Virtuosic painting abounds – Wyman is nothing if not technically adept; and I already mentioned the sweeping painterly lyricism of Monique von Genderen the other day. But sometimes you need a closer look. And it was great going back to The Breeder (Athens) to look at the work of L.A.-based Mindy Shapero. The Breeder has a phenomenal loyalty to Shapero and it is largely well-deserved. Speaking of my ‘on-acid’ impressions, I had a similar kind of first encounter with Shapero’s sculpture – an open construction in steel rebar with a ‘body’ mass of feathered, hand-cut, shaped and clustered plastic and, dangling at one end of a vertical extension of rebar, a ‘face’ plate or ‘mask’ of flat steel – ‘sheep’ or ‘ostrich’? – who could say? – but it did leave a very bird-like (that trend AGAIN!) impression. After the intial dazzle of that ‘thing’ (thank you, Hammer Museum), I was now able to focus on the painting – what from a distance resembled dramatically enlarged microscopic views of cells or organelles, in deep pigments heightened by goldleaf. (One panel had a entirely goldleaf backdrop.) Upon closer inspection, some of these (including the goldleaf panel) did look very ‘cellular’; others took on a mask-like configuration; still others in various abstractions of eddying waves and interior structure and incident – all very beautiful, almost breathtaking, taken (closely) in sum.

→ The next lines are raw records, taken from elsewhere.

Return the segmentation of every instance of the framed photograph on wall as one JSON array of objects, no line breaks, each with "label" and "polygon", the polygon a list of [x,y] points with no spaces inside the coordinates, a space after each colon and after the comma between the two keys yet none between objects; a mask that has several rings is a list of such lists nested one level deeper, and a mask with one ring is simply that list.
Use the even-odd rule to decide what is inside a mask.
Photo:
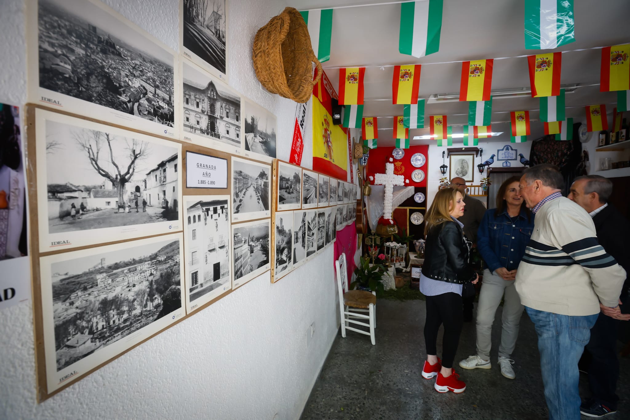
[{"label": "framed photograph on wall", "polygon": [[232,222],[271,215],[270,165],[232,157]]},{"label": "framed photograph on wall", "polygon": [[185,195],[186,312],[232,289],[230,196]]},{"label": "framed photograph on wall", "polygon": [[466,182],[472,182],[474,176],[474,154],[450,155],[449,179],[459,176]]},{"label": "framed photograph on wall", "polygon": [[35,110],[40,252],[181,230],[181,144]]}]

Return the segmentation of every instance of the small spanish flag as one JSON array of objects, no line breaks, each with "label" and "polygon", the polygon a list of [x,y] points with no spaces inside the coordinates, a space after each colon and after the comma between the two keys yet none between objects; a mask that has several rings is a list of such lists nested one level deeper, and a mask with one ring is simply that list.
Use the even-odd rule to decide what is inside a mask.
[{"label": "small spanish flag", "polygon": [[490,101],[494,60],[476,60],[462,63],[460,101]]},{"label": "small spanish flag", "polygon": [[510,113],[512,135],[514,137],[529,135],[529,111],[512,111]]},{"label": "small spanish flag", "polygon": [[630,43],[602,48],[599,91],[630,89]]},{"label": "small spanish flag", "polygon": [[394,139],[408,139],[409,128],[404,128],[404,117],[394,117]]},{"label": "small spanish flag", "polygon": [[527,57],[532,98],[560,94],[562,53],[549,52]]},{"label": "small spanish flag", "polygon": [[364,140],[379,138],[379,128],[376,125],[375,116],[365,116],[361,125],[361,135]]},{"label": "small spanish flag", "polygon": [[339,105],[363,105],[363,78],[365,67],[339,69]]},{"label": "small spanish flag", "polygon": [[436,140],[446,139],[446,115],[432,115],[429,117],[431,138]]},{"label": "small spanish flag", "polygon": [[608,118],[606,116],[605,105],[587,105],[584,109],[587,111],[587,131],[608,130]]},{"label": "small spanish flag", "polygon": [[418,89],[420,86],[420,64],[394,65],[392,78],[392,103],[418,103]]}]

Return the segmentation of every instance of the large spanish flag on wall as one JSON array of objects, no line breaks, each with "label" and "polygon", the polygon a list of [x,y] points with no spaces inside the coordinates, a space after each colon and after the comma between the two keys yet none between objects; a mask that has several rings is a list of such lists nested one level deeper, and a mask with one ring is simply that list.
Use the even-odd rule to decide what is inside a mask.
[{"label": "large spanish flag on wall", "polygon": [[365,67],[339,69],[339,105],[363,105],[363,77]]},{"label": "large spanish flag on wall", "polygon": [[494,60],[476,60],[462,63],[460,101],[490,101]]},{"label": "large spanish flag on wall", "polygon": [[331,98],[336,96],[324,72],[313,87],[313,171],[339,179],[348,177],[346,129],[333,123]]},{"label": "large spanish flag on wall", "polygon": [[379,127],[375,116],[364,116],[361,125],[361,136],[364,140],[379,138]]},{"label": "large spanish flag on wall", "polygon": [[605,105],[587,105],[584,109],[587,111],[587,131],[608,130],[608,117],[606,116]]},{"label": "large spanish flag on wall", "polygon": [[512,135],[514,137],[529,135],[529,111],[512,111],[510,113]]},{"label": "large spanish flag on wall", "polygon": [[532,98],[560,94],[562,53],[549,52],[527,57]]},{"label": "large spanish flag on wall", "polygon": [[418,103],[420,86],[420,64],[394,65],[392,78],[392,103]]},{"label": "large spanish flag on wall", "polygon": [[429,127],[432,139],[447,139],[446,115],[432,115],[429,117]]},{"label": "large spanish flag on wall", "polygon": [[602,48],[601,72],[600,92],[630,89],[630,43]]}]

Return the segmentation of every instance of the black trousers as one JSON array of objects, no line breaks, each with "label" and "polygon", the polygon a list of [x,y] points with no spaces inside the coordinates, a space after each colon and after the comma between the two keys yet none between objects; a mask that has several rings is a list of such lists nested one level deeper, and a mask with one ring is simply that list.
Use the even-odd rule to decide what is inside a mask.
[{"label": "black trousers", "polygon": [[427,297],[427,320],[425,322],[427,354],[437,355],[437,332],[440,326],[444,324],[442,365],[445,368],[453,367],[463,322],[461,295],[447,293]]}]

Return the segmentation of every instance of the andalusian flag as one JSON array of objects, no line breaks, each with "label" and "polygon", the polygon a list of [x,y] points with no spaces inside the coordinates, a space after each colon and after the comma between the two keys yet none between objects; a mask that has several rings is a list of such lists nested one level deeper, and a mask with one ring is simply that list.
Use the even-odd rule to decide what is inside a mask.
[{"label": "andalusian flag", "polygon": [[532,98],[560,94],[562,53],[550,52],[527,57]]},{"label": "andalusian flag", "polygon": [[418,99],[417,104],[403,106],[404,127],[408,128],[425,128],[425,99]]},{"label": "andalusian flag", "polygon": [[606,106],[587,105],[587,131],[608,130],[608,117],[606,116]]},{"label": "andalusian flag", "polygon": [[512,111],[510,113],[512,135],[529,135],[529,111]]},{"label": "andalusian flag", "polygon": [[560,133],[556,135],[556,140],[573,140],[573,118],[561,121],[560,124]]},{"label": "andalusian flag", "polygon": [[400,116],[394,117],[394,139],[408,139],[409,138],[409,128],[406,128],[404,127],[404,123],[403,123],[403,117],[402,115]]},{"label": "andalusian flag", "polygon": [[363,105],[363,77],[365,67],[339,69],[339,105]]},{"label": "andalusian flag", "polygon": [[553,50],[575,42],[573,0],[525,0],[525,48]]},{"label": "andalusian flag", "polygon": [[442,31],[442,0],[401,4],[398,51],[420,58],[437,52]]},{"label": "andalusian flag", "polygon": [[557,96],[542,96],[541,101],[541,120],[548,123],[562,121],[564,116],[564,89],[560,89]]},{"label": "andalusian flag", "polygon": [[602,48],[599,91],[630,89],[630,43]]},{"label": "andalusian flag", "polygon": [[492,96],[490,101],[468,103],[468,125],[490,125],[492,116]]},{"label": "andalusian flag", "polygon": [[399,149],[409,149],[409,139],[396,139],[396,147]]},{"label": "andalusian flag", "polygon": [[361,135],[364,140],[379,138],[379,128],[376,125],[375,116],[366,116],[363,118]]},{"label": "andalusian flag", "polygon": [[432,115],[429,117],[429,126],[432,139],[447,138],[446,115]]},{"label": "andalusian flag", "polygon": [[617,109],[619,111],[630,111],[630,91],[617,91]]},{"label": "andalusian flag", "polygon": [[311,45],[319,62],[330,60],[330,35],[333,32],[333,9],[301,11],[311,36]]},{"label": "andalusian flag", "polygon": [[452,146],[453,145],[453,127],[449,127],[446,129],[446,136],[448,140],[446,140],[446,144],[444,144],[444,140],[442,139],[438,139],[437,140],[437,145],[438,146]]},{"label": "andalusian flag", "polygon": [[360,128],[363,122],[364,105],[346,105],[343,110],[343,123],[346,128]]},{"label": "andalusian flag", "polygon": [[490,101],[494,60],[476,60],[462,63],[459,84],[460,101]]},{"label": "andalusian flag", "polygon": [[418,103],[421,67],[420,64],[394,66],[394,76],[392,78],[392,103]]}]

There were a few other events on my agenda for the afternoon and evening – including a vist to the (speaking of reconfigurations) ‘replicated’ Ferus Gallery around the corner on La Cienega. There were some beautiful things on view there, I will say that – including a great Billy Al Bengston, a lovely Joseph Cornell and classic Craig Kaufman (I’m forgetting a few other beauties – but go check it out if you’re in the neighborhood). I skipped a few other things, which I deeply regret, but, uh, I got waylaid again – by great conversation. John Kinkead hosted a barbecue for the painter Angela Dufresne, who will take up a one-month residency with Kinkead Contemporary in the coming month. I’m on fairly extensive record as a huge fan of Angela’s painting, so let me jump a bit here to say, (1) she’s been working in portraiture a great deal lately and her project with Kinkead will also deal with portraiture; (2) she’s also a phenomenal cook (and really knows her way around a grill, too); and (3) the pleasure of her conversation was not easy to break away from – though it was made easier by segue to another conversation with another local painter with whom she shares certain affinities – Matty Byloos – whom I also had the pleasure of introducing to her. I would have liked to have made it to Country Club – John Knuth’s new salon – but it was a terrific evening nonetheless.